Lavorare in una cooperativa è una scelta di giustizia, che esprime libertà e porta alla felicità.
Ha detto così il professor Stefano Zamagni ai 400 studenti trentini che si sono recati a Riva del Garda con i loro insegnanti per ascoltare la lezione dell’economista. Sul palco, prima di lui, i ragazzi avevano presentato i loro progetti di educazione cooperativa portati avanti nelle scuole dalla Federazione insieme alla Provincia.
Giustizia, libertà, felicità
“Un giovane che ama la giustizia farà fatica a lavorare nelle imprese di tipo capitalistico – ha detto l’economista –. Le diseguaglianze sono fortissime: chi vince diventa super-ricco, chi perde viene annientato. I giovani sono per natura avversi alle ingiustizie e non possono avere l’efficienza esasperata come unico obiettivo di vita”. E poi la libertà. “La vera libertà non è quella di scegliere ma di poter scegliere. Chi ama lalibertà ne accetta di rischi. Chi vuole la sicurezza vende quote di libertà e accetta il lavoro dipendente. Per questo il modo migliore per far avvicinare un giovane alla cooperazione è quello di fargli amare la libertà”. Lavorare in cooperativa, poi porta alla felicità, che è cosa diversa dall’utilità, che è collegata al possesso delle cose. “La felicità riguarda le relazioni tra persone: per essere felici bisogna essere almeno in due”. Secondo Zamagni all’interno degli ambienti di lavoro delle imprese capitalistiche le relazioni vengono limitate quando non addirittura evitate del tutto, perché considerate dannosi perditempo. “Così si uccide la felicità – ha detto –. La cooperazione ti consente (non garantisce) di tradurre in pratica giustizia libertà e felicità”.

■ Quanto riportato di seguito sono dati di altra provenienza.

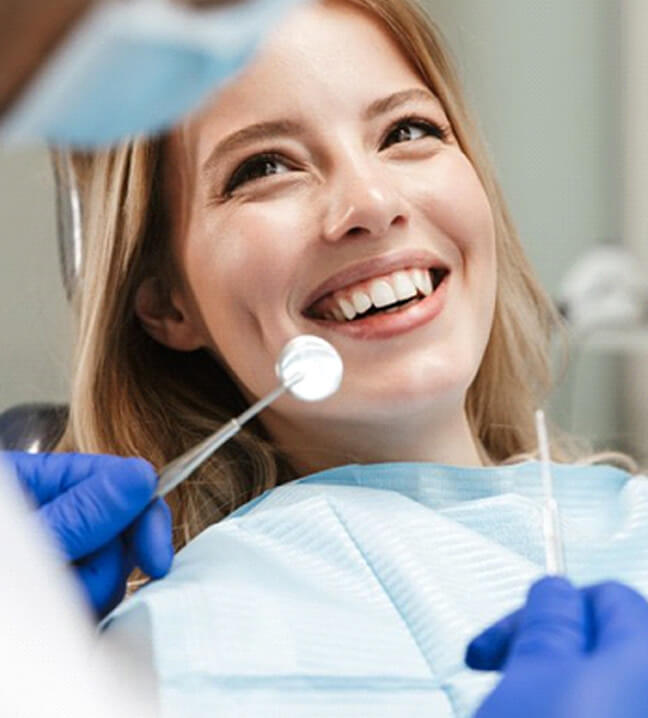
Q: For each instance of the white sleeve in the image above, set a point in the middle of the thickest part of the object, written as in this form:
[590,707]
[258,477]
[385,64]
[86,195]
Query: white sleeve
[52,663]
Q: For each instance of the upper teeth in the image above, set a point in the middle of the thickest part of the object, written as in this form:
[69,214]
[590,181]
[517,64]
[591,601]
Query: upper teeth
[346,303]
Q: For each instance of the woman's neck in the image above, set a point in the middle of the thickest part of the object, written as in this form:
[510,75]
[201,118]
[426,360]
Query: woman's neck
[446,440]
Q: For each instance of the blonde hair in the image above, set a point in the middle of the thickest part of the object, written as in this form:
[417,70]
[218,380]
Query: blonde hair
[132,396]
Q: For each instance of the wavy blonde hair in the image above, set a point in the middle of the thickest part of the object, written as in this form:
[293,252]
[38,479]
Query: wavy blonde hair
[133,396]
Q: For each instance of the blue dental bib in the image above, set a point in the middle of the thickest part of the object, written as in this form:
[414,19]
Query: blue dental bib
[353,592]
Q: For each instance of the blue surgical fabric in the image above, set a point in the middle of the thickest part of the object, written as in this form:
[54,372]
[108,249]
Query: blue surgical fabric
[353,592]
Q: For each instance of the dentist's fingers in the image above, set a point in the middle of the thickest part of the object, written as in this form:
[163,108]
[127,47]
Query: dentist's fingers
[489,650]
[554,622]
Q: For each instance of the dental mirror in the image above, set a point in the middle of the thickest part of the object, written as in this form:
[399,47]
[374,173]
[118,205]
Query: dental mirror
[316,361]
[308,367]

L’origine della cooperazione
Alla base del capitalismo c’è l’idea di Thomas Hobbes secondo cui la natura umana è egoista. “In quel mondo – ha detto il professore – l’uomo è lupo contro gli altri. Questa concezione di impresa è risultata vincente fino a metà dell’Ottocento, quando come reazione a quest’approccio è nata la cooperazione”. Le prime cooperative sono state di consumo: spacci alimentari che vendevano ai soci a prezzi accessibili. Una risposta contro la miseria. “Questa origine – ha spiegato Zamagni – ha avuto un effetto di trascinamento che non ha giovato alla causa cooperativa. Ha fatto credere a intere generazioni di studiosi e di politici che la forma cooperativa fosse minore”. Lo stesso articolo 45 della Costituzione che parla di cooperazione ne cita la sua funzione sociale, perché la funzione economica è considerata appannaggio esclusivo delle imprese capitalistica: le imprese creano ricchezza, le cooperative redistribuiscono. “Allora questa differenziazione era giustificata oggi no – ha aggiunto –. Oggi dobbiamo recuperare il terreno perduto. Guai a dissociare l’economico dal sociale.

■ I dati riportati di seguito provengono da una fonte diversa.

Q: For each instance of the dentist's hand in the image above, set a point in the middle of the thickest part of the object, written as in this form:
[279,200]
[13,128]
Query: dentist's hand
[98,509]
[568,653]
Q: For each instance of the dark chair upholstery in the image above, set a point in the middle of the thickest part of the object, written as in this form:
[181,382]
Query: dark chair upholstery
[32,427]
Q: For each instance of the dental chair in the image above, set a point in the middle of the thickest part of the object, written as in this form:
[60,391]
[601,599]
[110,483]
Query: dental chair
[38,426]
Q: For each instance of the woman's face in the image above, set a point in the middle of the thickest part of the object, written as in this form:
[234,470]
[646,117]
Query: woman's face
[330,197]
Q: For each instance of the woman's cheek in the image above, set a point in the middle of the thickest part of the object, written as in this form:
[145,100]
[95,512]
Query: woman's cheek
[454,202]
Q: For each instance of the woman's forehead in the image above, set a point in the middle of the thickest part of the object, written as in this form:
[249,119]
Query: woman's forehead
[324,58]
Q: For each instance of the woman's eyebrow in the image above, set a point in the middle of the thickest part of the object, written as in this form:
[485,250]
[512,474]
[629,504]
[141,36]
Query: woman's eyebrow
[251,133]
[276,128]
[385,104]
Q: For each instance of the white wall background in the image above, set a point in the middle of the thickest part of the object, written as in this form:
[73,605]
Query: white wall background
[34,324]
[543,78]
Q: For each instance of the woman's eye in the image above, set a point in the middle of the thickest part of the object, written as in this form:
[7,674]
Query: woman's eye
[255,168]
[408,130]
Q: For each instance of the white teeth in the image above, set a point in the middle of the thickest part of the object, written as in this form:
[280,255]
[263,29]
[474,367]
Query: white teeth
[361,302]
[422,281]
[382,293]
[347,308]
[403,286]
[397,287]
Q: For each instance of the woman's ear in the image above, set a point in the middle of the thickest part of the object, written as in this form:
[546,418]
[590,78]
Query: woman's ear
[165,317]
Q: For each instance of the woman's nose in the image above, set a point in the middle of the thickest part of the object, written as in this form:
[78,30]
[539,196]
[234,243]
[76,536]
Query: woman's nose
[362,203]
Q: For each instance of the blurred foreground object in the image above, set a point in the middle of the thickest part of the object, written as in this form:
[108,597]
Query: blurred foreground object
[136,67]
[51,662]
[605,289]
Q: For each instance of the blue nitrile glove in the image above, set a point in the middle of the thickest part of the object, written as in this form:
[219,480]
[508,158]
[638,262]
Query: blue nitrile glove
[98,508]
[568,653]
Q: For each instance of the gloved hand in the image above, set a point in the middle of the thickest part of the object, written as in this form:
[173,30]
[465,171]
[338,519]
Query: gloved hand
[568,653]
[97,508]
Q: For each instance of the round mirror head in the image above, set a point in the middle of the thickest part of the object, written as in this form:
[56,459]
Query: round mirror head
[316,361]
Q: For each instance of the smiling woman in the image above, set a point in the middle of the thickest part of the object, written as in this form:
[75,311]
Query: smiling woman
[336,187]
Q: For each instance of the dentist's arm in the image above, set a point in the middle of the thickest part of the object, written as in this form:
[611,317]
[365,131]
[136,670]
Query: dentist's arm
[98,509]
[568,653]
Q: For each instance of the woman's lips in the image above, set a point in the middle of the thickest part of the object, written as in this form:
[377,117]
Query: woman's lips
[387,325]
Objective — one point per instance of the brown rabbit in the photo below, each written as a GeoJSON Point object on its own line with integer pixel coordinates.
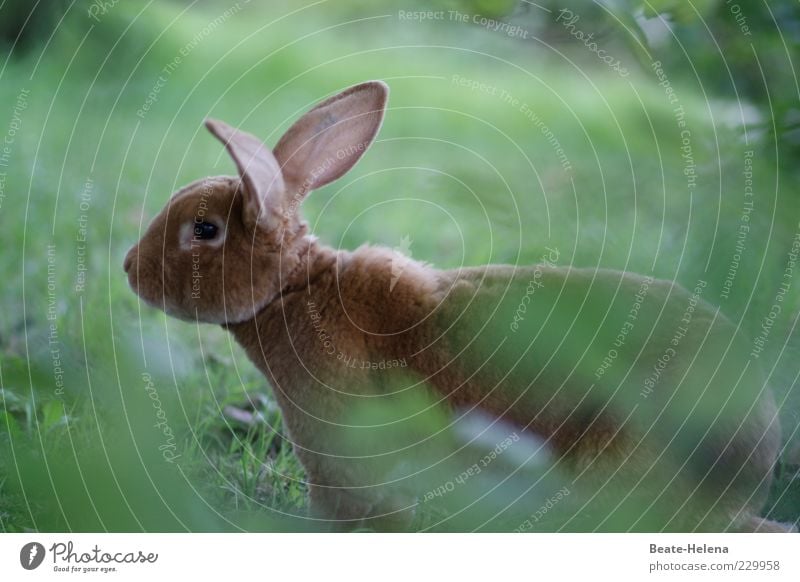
{"type": "Point", "coordinates": [643, 390]}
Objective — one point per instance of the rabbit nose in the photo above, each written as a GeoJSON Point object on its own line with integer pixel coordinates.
{"type": "Point", "coordinates": [128, 261]}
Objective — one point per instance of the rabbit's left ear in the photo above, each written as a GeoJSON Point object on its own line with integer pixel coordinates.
{"type": "Point", "coordinates": [328, 140]}
{"type": "Point", "coordinates": [260, 173]}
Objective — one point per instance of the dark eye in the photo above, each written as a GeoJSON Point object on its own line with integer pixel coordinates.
{"type": "Point", "coordinates": [205, 230]}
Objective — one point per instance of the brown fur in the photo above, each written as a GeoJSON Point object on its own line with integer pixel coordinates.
{"type": "Point", "coordinates": [304, 312]}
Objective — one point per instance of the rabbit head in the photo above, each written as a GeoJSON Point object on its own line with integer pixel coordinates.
{"type": "Point", "coordinates": [224, 247]}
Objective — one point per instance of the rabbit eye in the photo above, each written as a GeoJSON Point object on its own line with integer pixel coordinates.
{"type": "Point", "coordinates": [205, 230]}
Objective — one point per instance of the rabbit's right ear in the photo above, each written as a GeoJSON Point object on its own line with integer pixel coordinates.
{"type": "Point", "coordinates": [259, 171]}
{"type": "Point", "coordinates": [328, 140]}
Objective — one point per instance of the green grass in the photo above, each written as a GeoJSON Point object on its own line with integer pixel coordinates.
{"type": "Point", "coordinates": [493, 190]}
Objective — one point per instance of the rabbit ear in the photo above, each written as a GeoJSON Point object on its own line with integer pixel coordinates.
{"type": "Point", "coordinates": [260, 173]}
{"type": "Point", "coordinates": [328, 140]}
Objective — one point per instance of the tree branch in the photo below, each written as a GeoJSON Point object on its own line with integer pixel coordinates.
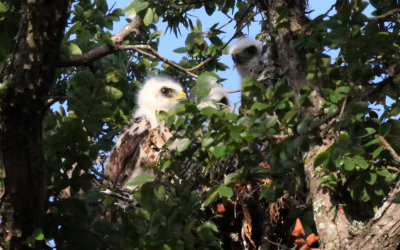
{"type": "Point", "coordinates": [389, 13]}
{"type": "Point", "coordinates": [132, 27]}
{"type": "Point", "coordinates": [388, 147]}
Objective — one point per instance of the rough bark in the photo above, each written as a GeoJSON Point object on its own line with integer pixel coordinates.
{"type": "Point", "coordinates": [333, 225]}
{"type": "Point", "coordinates": [23, 100]}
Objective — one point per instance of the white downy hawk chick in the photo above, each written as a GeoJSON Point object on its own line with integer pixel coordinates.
{"type": "Point", "coordinates": [137, 149]}
{"type": "Point", "coordinates": [248, 58]}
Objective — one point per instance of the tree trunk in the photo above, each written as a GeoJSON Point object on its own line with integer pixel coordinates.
{"type": "Point", "coordinates": [333, 225]}
{"type": "Point", "coordinates": [23, 98]}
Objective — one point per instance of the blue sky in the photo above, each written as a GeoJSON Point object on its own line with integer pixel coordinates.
{"type": "Point", "coordinates": [168, 41]}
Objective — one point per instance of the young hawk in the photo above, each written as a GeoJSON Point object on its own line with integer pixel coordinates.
{"type": "Point", "coordinates": [138, 147]}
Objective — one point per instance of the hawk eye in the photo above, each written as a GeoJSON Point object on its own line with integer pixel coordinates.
{"type": "Point", "coordinates": [165, 91]}
{"type": "Point", "coordinates": [252, 50]}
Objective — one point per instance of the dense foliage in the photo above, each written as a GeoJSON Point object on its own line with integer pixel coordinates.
{"type": "Point", "coordinates": [227, 166]}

È un tentativo di delegittimare. La cooperazione è una forma superiore rispetto alla capitalistica: riesce a redistribuire ricchezza mentre la produce. Se esistessero solo imprese cooperative non ci sarebbe bisogno di welfare state, che è nato per il fallimento del mercato capitalistico”.
La differenza delle cooperative
In ogni impresa tutti sono consapevoli che ognuno ha bisogno dell’altro; ciascuno mantiene la responsabilità delle proprie azioni e tutti tendono al raggiungimento di un obiettivo comune. Nell’impresa capitalistica la comunione si ferma ai mezzi: il capitalista vuole massimizzare il profitto, il lavoratore massimizzare il salario. Uno ha bisogno dell’altro.
Nella cooperativa la comunanza si estende ai fini. Ne consegue che il modo di gestire e governare l’impresa sarà diverso: non la gerarchia ma l’autorevolezza.
“Il movimento cooperativo – ha suggerito il docente – deve mettere in atto delle strategie di protezione della propria identità. La tentazione di alzare le braccia e trasformarsi in imprese capitalistiche è forte.
L’antidoto è agire a livello culturale, anche rafforzando le reti, le forme di organizzazione orizzontale che fanno parlare di distretto cooperativo”.